I agree with TheMohel: There is NO DIFFERENCE between Server Clustering and Fault-Tolerant Servers. The only difference is "a matter of packaging"... or in my words, a matter of WHERE a level of redundancy is implemented.

The main issues concern 100% Uptime, Server Performance, and Data Safety. It is the IT Manager JOB to [1]Imagine all worst case scenarios, [2]Employ a solution which protects against those scenarios, and [3]routinely exercise his/her system's redundant solution to verify it's actual redundancy.

I want to avoid being technical, because 100 years from now systems will be completely different, but the question of WHERE to employ redundancy will always be important.
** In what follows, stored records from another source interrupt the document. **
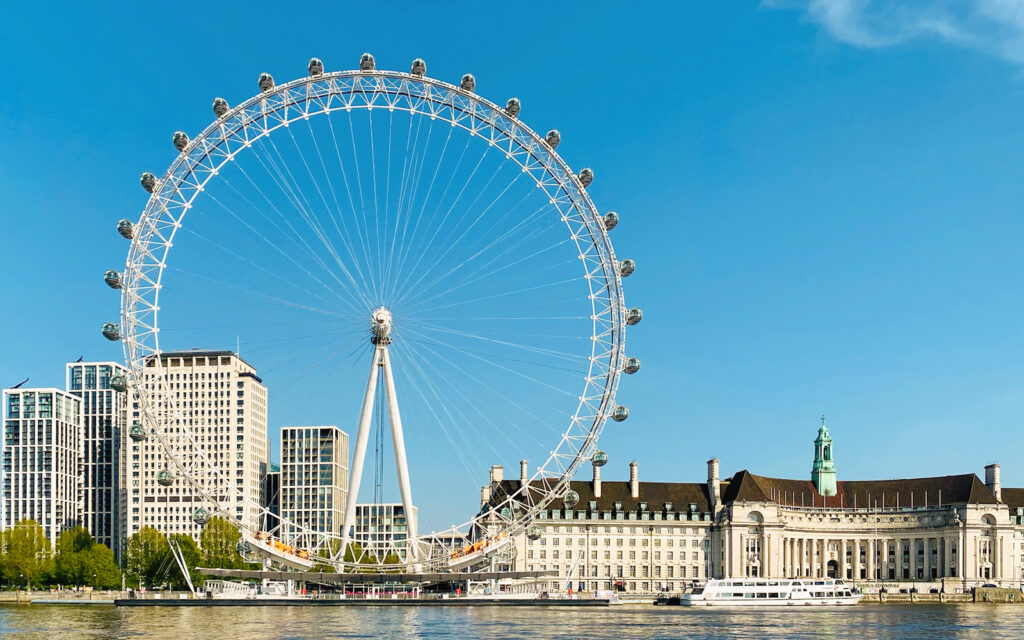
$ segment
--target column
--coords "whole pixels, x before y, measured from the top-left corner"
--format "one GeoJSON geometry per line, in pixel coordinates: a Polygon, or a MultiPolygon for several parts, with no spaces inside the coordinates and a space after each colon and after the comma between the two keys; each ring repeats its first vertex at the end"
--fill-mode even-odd
{"type": "Polygon", "coordinates": [[[864,549],[864,562],[867,563],[868,580],[875,579],[875,540],[868,540],[864,549]]]}
{"type": "Polygon", "coordinates": [[[917,538],[910,539],[910,579],[917,577],[917,538]]]}
{"type": "Polygon", "coordinates": [[[932,539],[925,538],[922,542],[924,544],[924,579],[932,579],[932,539]]]}

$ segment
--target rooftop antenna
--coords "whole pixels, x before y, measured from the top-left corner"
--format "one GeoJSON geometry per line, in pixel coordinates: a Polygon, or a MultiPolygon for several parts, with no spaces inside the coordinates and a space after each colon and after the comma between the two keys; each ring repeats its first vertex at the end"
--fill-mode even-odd
{"type": "Polygon", "coordinates": [[[81,361],[82,361],[82,356],[78,356],[78,360],[75,360],[76,363],[81,362],[81,361]]]}
{"type": "Polygon", "coordinates": [[[28,378],[25,378],[24,380],[22,380],[21,382],[19,382],[18,384],[14,385],[11,388],[12,389],[17,389],[18,387],[20,387],[21,385],[25,384],[26,382],[28,382],[28,378]]]}
{"type": "Polygon", "coordinates": [[[238,334],[236,333],[235,334],[235,355],[236,356],[238,355],[238,352],[240,351],[240,349],[241,349],[241,347],[239,346],[238,334]]]}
So many people here are making arguments that there Clustering System doesn't even work, blah blah. News Flash: If your Clustering System doesn't work, IT'S NOT A CLUSTER! If your Fault-Tolerant server experiences a Fault, IT'S NOT FAULT-TOLERANT.

A Wise (Good) IT Manager will always routinely test there system to make sure it works. So now a wise IT manager knows he/she needs to focus on what his/her systems vulnerabilities are. For example, I remember a while ago microsoft.com experience a DNOS attack and was down for a day or so. There weakness? Their server farm, which even if it employed both Clustered and Fault-Tolerant Servers, failed because it was all centralized in Washington. Now they have another server farm somewhere else, providing them with redundancy against a DNOS attack.

But who cares about MS's uptime... more important systems exist like air traffic control, nuclear power plant systems, banks, government, etc.

A Wise IT Manager will see that what they really need to identify is WHERE redundancy is needed. Server Clusters can provide redundancy on a Server level, on a ISP level, on a power-grid level, and on a geographical level. Fault-Tolerant Servers provide redundancy on a hardware or software level, whether it be CPU's, Disk Controllers, Hard-Drives, and Power Supplies or Virtual Computers, Databases, or Applications.

I remember reading a powerpoint overhead I got from MIT's OpenCourseWare... one of their computer science classes. The one that "stuck" with me said something like:

"Systems are ephemeral, but Data is eternal"

I had to look up the word ephemeral, but it means "short lived." And this is very true. Whether we store Romeo & Juliet in Shakespeares original hand-written form, or typed with a type-writer, or stored in binary on some database somewhere, the PRESERVATION of the DATA ITSELF is what is important. The SYSTEM ITSELF is not so important because it will eventually change... according to Moore's Law. The only issue concerning the system is it's ability to preserve and serve the Data.